7.3 Network Security

• Firewalls and intrusion detection: Deployed to monitor and prevent unauthorized access attempts.
• Regular penetration testing: Conducted periodically to identify and patch vulnerabilities.

7.4 Employee Training

• Annual security training: Covering phishing prevention, data handling protocols, and incident reporting.
• Role-specific workshops for IT staff covering secure coding practices and third-party vendor risk management.

7.5 Third-Party Vendor Management

• Contractual obligations: Service providers (e.g., cloud hosting, payment gateways) must comply with our data processing addendum.
• Audit rights: Kasi Pesa reserves the right to audit third parties to ensure compliance with security standards.

7.6 Incident Response

• User communication: If your data is compromised, a transparent communication service will be provided via email at [email protected].

7.7 Continuous Improvement

We conduct risk assessments every six months to address emerging threats, regularly revising policies to reflect technological advancements and regulatory changes. However, while we strive to maintain data security, we cannot guarantee 100% safety.

7.8 Collection and Processing of Sensitive Data

All collected sensitive data will be transmitted to our secure servers to ensure data safety and confidentiality during transit.

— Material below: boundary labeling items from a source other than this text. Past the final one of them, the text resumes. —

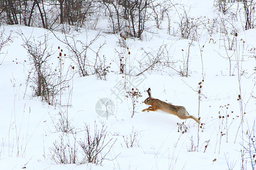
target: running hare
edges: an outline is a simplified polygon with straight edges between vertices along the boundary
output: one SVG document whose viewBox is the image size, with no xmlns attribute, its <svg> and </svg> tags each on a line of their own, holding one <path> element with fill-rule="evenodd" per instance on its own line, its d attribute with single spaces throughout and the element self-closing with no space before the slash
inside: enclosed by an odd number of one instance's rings
<svg viewBox="0 0 256 170">
<path fill-rule="evenodd" d="M 200 124 L 200 121 L 193 116 L 189 116 L 186 109 L 183 106 L 174 105 L 167 103 L 159 99 L 154 99 L 151 96 L 151 91 L 150 88 L 147 91 L 149 97 L 147 97 L 144 103 L 147 105 L 151 105 L 147 109 L 143 109 L 142 112 L 156 111 L 161 110 L 164 112 L 172 114 L 177 116 L 180 119 L 192 118 L 199 124 Z"/>
</svg>

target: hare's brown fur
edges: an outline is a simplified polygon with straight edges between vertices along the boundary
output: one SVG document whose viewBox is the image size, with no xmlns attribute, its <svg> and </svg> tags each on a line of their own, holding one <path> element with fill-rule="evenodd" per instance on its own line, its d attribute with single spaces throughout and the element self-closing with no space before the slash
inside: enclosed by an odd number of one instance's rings
<svg viewBox="0 0 256 170">
<path fill-rule="evenodd" d="M 149 97 L 147 97 L 144 101 L 144 103 L 147 105 L 150 105 L 151 106 L 147 109 L 142 110 L 142 112 L 157 111 L 158 110 L 161 110 L 163 112 L 177 116 L 180 119 L 184 120 L 192 118 L 198 124 L 200 124 L 200 121 L 199 119 L 193 116 L 189 116 L 188 112 L 187 112 L 186 109 L 184 107 L 174 105 L 161 101 L 159 99 L 153 99 L 151 95 L 150 88 L 148 88 L 147 92 L 148 94 Z"/>
</svg>

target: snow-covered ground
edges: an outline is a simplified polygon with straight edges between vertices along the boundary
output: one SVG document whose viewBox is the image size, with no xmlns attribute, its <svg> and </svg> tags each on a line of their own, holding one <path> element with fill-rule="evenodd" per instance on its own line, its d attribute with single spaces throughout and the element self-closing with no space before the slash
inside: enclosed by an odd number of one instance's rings
<svg viewBox="0 0 256 170">
<path fill-rule="evenodd" d="M 191 2 L 191 15 L 213 18 L 218 12 L 212 8 L 213 3 L 202 2 Z M 100 32 L 87 54 L 88 64 L 93 65 L 94 52 L 105 43 L 98 64 L 109 66 L 106 80 L 97 74 L 81 76 L 78 73 L 67 44 L 60 41 L 64 40 L 63 33 L 19 25 L 1 26 L 3 36 L 11 32 L 12 37 L 0 53 L 1 169 L 241 169 L 242 165 L 251 169 L 255 160 L 244 147 L 249 148 L 249 133 L 255 131 L 256 29 L 241 30 L 235 38 L 236 50 L 226 50 L 220 35 L 203 31 L 199 40 L 192 41 L 169 35 L 164 28 L 152 27 L 142 40 L 123 40 L 100 28 L 81 28 L 68 36 L 69 42 L 73 37 L 86 43 Z M 52 68 L 60 68 L 60 49 L 66 54 L 61 68 L 63 73 L 68 70 L 69 87 L 62 91 L 61 105 L 42 101 L 35 96 L 31 80 L 27 81 L 30 71 L 34 71 L 22 45 L 24 38 L 36 42 L 46 36 L 52 48 L 48 62 Z M 120 55 L 126 74 L 119 74 Z M 160 62 L 136 76 L 158 56 Z M 187 61 L 189 75 L 182 76 L 178 72 L 185 70 Z M 200 117 L 201 124 L 163 112 L 141 112 L 148 107 L 142 102 L 149 87 L 153 97 L 185 107 L 191 115 Z M 133 118 L 131 99 L 126 96 L 132 88 L 142 95 L 135 99 Z M 110 105 L 106 108 L 101 100 L 112 101 Z M 101 130 L 102 125 L 107 144 L 101 154 L 108 154 L 106 159 L 100 165 L 81 164 L 84 153 L 79 143 L 85 139 L 85 128 L 93 134 L 96 126 Z M 133 146 L 127 147 L 131 141 Z M 56 163 L 54 148 L 58 144 L 66 147 L 67 157 L 75 148 L 75 163 Z"/>
</svg>

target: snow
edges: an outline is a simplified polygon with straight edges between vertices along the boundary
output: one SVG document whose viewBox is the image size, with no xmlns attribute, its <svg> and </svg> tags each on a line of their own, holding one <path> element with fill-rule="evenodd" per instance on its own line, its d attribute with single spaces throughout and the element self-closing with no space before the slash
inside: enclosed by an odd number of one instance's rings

8. Third-party SDKs and Services

To enhance service delivery, we have integrated reliable third-party SDKs and services. Below are detailed descriptions of their purposes, data handling, and compliance measures:

8.1 Faceid SDK

Purpose: To verify user identity through facial recognition during account creation or transactions, facilitating KYC (Know Your Customer) and anti-fraud measures, while accessing the device camera with user consent and ensuring that facial biometric data is encrypted during transmission and storage.
Address: https://faceid.com/pages/sdk_download

8.2 Firebase SDK

Purpose: To provide real-time alerts, utilize Google Analytics to optimize services, monitor technical issues, and process device information and usage logs to enhance application performance and user experience.
Address: https://pub.dev/packages/firebase

8.3 Facebook SDK

Purpose: To achieve more effective ad attribution and optimization, precise user behavior tracking, seamless user experience, and deeper data integration with Facebook's advertising platform.
Address: https://pub.dev/packages/facebook_app_events

9. Children's Privacy

Our application is not suitable for users under the age of 18.

10. Changes to This Policy

We reserve the right to periodically update this privacy policy to reflect regulatory changes, operational improvements, or enhanced user protections. All updates will be published on the customer service platform and through in-app notifications, encouraging users to review regularly to understand how Kasi Pesa manages data.